Ekonomik krizlerde ilk alınacak tedbirlerin ülkenin mali yapısının çökmesinin önüne nasıl geçileceği ile ilgili tedbirlerin alınmasıdır. Önemli olan da bu alınacak tedbirlerde dar gelirlilerin korunmasına azami gayretin gösterilmesidir.
Bizdeki düzen bunu başarmaya müsait değildir.
Tek nedeni serbest piyasa ekonomisi adı altında ‘’Bırakın yapsınlar Bırakın geçsinler’’ felsefesi ile hareket edilip yasalarımızı da buna göre düzenlememizdir.
Bu felsefe Ecevit döneminin 1978/1979 döneminde Devlet Planlama teşkilatı başkanlığı yapmış Doç. Dr. Bilsay Kuruç’un yazdığı kitapta anlatılmaktadır. Günümüze kadar gelen bu ekonomik felsefenin uygulanması Türkiye’de ÖZAL dönemi ile başlar ve devam eder.
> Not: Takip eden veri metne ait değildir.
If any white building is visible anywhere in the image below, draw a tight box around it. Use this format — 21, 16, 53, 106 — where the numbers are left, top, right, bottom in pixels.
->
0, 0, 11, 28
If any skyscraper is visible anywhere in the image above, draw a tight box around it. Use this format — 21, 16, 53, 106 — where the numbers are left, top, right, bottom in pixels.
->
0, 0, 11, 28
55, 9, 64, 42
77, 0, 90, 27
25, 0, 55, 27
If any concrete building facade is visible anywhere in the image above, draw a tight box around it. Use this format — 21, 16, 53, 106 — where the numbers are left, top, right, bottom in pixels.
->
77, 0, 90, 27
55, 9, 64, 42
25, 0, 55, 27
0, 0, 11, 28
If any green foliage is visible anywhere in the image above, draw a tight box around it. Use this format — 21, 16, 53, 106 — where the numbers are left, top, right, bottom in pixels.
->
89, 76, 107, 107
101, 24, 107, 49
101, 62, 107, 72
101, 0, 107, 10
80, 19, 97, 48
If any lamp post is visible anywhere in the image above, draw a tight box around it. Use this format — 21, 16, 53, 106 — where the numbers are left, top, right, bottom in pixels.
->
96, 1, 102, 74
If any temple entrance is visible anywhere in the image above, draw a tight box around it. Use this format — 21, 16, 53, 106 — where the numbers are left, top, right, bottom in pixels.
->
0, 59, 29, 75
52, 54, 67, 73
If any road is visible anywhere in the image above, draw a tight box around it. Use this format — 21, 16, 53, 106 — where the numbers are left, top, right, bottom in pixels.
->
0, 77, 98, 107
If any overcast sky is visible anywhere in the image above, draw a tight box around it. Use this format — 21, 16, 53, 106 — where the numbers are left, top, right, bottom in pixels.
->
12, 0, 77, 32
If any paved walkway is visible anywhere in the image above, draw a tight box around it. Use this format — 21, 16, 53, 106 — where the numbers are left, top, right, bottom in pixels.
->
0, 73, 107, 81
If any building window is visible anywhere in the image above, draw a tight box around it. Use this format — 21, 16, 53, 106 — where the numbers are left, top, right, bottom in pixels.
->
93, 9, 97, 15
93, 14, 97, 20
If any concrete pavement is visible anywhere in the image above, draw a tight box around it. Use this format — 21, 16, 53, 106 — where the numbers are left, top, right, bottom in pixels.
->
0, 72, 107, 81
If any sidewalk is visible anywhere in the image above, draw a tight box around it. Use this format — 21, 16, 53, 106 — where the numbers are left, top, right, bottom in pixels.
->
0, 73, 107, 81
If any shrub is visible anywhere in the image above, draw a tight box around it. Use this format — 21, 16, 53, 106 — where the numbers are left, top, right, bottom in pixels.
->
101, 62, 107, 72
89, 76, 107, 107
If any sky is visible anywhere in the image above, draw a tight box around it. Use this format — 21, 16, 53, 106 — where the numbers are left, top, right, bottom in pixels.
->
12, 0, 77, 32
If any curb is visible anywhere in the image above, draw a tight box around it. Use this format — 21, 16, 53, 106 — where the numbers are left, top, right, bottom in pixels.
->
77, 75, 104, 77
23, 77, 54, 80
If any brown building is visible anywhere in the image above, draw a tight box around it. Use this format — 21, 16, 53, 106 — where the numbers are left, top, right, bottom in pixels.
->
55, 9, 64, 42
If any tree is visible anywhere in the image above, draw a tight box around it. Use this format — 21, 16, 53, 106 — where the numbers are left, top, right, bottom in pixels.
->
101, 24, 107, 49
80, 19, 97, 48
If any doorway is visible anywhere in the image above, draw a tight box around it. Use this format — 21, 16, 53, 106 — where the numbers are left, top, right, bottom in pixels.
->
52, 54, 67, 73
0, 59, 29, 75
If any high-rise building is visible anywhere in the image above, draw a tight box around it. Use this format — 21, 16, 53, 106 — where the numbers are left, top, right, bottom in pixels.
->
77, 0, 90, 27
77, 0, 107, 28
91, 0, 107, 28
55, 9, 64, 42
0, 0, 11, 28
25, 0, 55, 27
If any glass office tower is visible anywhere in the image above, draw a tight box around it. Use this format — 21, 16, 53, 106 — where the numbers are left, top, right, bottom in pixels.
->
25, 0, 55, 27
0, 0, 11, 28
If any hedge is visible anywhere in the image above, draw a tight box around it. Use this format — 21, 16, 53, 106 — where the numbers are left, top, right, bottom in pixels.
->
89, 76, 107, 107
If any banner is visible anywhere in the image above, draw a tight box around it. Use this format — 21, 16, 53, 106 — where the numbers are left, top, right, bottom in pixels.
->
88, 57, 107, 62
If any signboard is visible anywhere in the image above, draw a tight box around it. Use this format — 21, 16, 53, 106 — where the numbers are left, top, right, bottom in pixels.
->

Bu sistemde çıkartılan bütün yasalar hep sermayeyi, Bankaları ve tefecileri korumak üzeredir.
Ülkemizde de farklı bir ekonomik sistem çalışmamaktadır.
Üstelik kullandığımız para birimi üzerinde söz sahibi olmadığımız için. Ekonomik dar boğazda yönetenler sermaye, Bankacılar ve tefecileri korumak adına Devle gelirlerinden feragat ederler ve dar gelirlilerin gırtlağına çökerler.
Kullandığımız paranın kısa süre içinde %30 devalüe olması ile birlikte ülkemizde ekonomik kriz meydana gelmiştir.
Hükümet bu krize karşı ürettiği önlemler arasında yukarıda sözünü ettiğim ekonomi politikası nedeniyle Üç ayaklı Banka-Sermaye ve tefeci düzenine karşı herhangi bir önlem alamamaktadır. Çünkü bu kesimler yasalarla teminat altındadır.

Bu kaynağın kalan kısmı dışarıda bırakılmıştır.